Olof pushes the tit-flame of his candle against the one in her room to make a double light.
No exercise worth doing should be done in the dark, he hums. It is an old Nordic custom.
The room is as chilly as a fjord.
Olof begins to undress. He is half-through with his merry task when he notices that she has not budged.
His blue eyes twinkle.
The coach must always breathe encouragement.
His large, gentle-rough hands move over the furry collar of her little coat, unbuttoning, undoing, undressing her.
At last she takes up the task herself, shuddering with cold, wishing for the sun in the jungle village. Wishing she had not filled her stomach with so much oppressive food. Wishing...
Olof is naked.
Vikings yet live, bold with muscle and thick of calf, horned at the head, with bracelets of hammered steel around their arms.
She cannot breathe for staring at him.
He is as clean and white as an ice floe, incredibly healthy, flawless, proud.
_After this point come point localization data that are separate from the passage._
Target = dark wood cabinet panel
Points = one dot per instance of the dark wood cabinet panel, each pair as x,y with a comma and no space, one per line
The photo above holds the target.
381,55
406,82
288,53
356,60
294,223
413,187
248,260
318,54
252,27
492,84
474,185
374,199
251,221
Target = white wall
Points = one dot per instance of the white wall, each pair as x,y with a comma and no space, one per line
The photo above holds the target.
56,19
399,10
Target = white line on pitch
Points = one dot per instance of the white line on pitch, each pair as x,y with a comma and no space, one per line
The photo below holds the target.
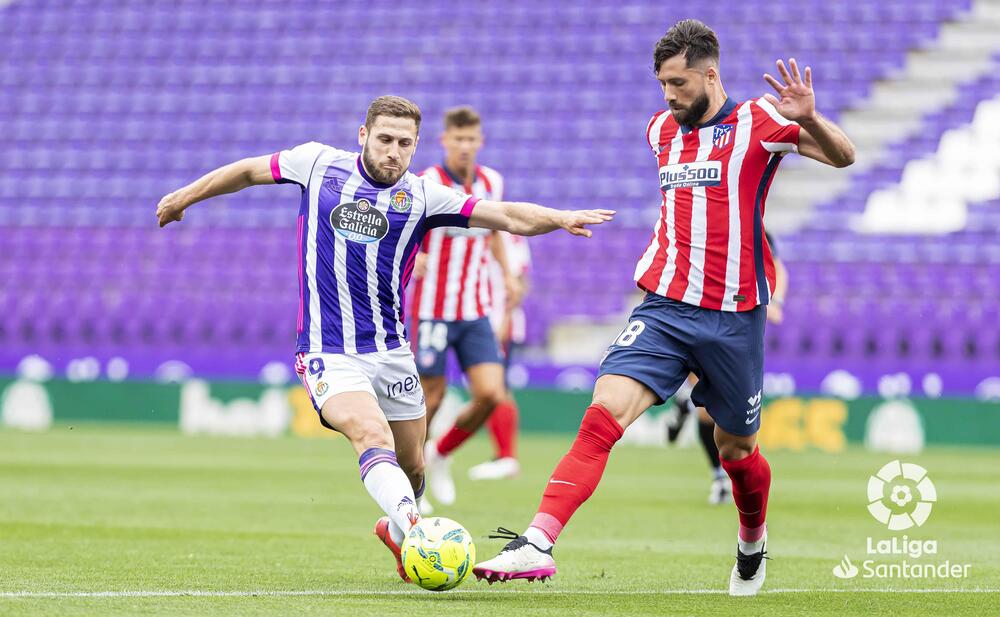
333,592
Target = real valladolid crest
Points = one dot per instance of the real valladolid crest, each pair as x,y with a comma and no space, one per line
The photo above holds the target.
900,497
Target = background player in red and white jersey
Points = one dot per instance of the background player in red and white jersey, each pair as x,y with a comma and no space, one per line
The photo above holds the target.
510,324
709,274
452,302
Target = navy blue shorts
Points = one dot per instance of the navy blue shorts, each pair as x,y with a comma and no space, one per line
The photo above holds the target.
665,340
473,341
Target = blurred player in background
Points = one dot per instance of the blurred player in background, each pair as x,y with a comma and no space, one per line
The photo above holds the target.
360,222
709,274
721,488
453,301
509,323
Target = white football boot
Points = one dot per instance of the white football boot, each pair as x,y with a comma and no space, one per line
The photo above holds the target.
519,559
438,470
748,574
500,469
425,506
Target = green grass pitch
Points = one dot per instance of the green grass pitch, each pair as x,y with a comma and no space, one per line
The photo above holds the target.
102,521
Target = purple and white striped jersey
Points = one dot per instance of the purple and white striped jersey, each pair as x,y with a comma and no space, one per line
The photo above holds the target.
358,239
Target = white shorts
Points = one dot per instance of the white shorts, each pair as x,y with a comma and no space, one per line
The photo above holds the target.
390,376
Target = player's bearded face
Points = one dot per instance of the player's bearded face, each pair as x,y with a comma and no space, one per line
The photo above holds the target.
388,148
691,113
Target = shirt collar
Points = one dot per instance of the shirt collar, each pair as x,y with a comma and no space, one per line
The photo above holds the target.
727,108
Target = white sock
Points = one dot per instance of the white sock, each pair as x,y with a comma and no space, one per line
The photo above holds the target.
749,548
396,533
538,538
391,490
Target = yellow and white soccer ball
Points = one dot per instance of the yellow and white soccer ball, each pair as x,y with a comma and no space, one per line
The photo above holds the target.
438,554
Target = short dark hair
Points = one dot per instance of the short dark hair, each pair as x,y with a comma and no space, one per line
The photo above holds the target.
689,37
461,117
393,106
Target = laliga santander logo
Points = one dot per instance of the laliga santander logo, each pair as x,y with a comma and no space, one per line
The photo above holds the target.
900,495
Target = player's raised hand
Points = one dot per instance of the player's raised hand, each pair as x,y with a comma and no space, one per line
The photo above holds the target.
576,221
170,209
796,100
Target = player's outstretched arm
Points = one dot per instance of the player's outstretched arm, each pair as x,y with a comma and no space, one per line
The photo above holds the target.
527,219
820,139
228,179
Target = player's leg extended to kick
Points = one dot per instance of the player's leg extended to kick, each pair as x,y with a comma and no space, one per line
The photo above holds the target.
617,402
486,387
751,481
358,417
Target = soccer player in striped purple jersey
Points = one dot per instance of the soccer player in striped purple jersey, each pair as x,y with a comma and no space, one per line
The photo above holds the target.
361,219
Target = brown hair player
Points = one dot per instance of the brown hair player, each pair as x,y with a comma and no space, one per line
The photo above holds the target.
709,274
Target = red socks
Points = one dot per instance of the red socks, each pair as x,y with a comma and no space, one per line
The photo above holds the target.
579,472
452,439
751,478
503,428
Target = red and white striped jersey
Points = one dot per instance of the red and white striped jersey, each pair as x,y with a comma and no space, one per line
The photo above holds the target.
708,246
456,286
519,263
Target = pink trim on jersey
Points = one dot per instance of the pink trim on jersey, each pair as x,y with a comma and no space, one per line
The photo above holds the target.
275,167
486,181
302,300
470,203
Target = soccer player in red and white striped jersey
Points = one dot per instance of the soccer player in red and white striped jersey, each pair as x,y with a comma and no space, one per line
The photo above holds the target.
452,300
709,274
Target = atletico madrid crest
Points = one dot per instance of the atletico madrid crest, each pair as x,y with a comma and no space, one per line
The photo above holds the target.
722,135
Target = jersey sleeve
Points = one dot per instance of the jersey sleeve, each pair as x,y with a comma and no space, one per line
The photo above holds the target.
295,165
776,133
447,207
His prick is like the great white tusk
of a walrus. It wags between his legs softly as he walks back to the bed. He sits down, a muscled gallant, to assist her final disrobing.
She is ashamed of her body. Thin as a reed with its little nippled breasts grown only vaguely bolder by the orgy at Xipe. And her arms, her legs, her pelvis – skeleton-sized beside the marvellous masculinity of Olof. She blushes, not from the cold, but from shame.
He lifts her chin with one great, firm finger. He smiles at her, his placid eyes alive with life, his teeth as strong as marble.
The look tells her that she is there to grow.
His hands go back to the task of making her as naked as he. The coat, the dress, the slip, the panties – all snowfall to the floor until she is flagrantly nude in the middle of the great white tongue of a bed.
Olof moves in beside her, the thick columns of his legs solidly in place against her own. The fat, soft fish of his cock lays broadly across the upper part of his smooth thigh.
He takes her small hands in his own and carries them down to his sex, totally without guilt.
Her fingers tremble. The prick is much larger than the largest one at Xipe. Very white and very long. The little whorl of citron-coloured hair above the root looks like a puff of spun gold.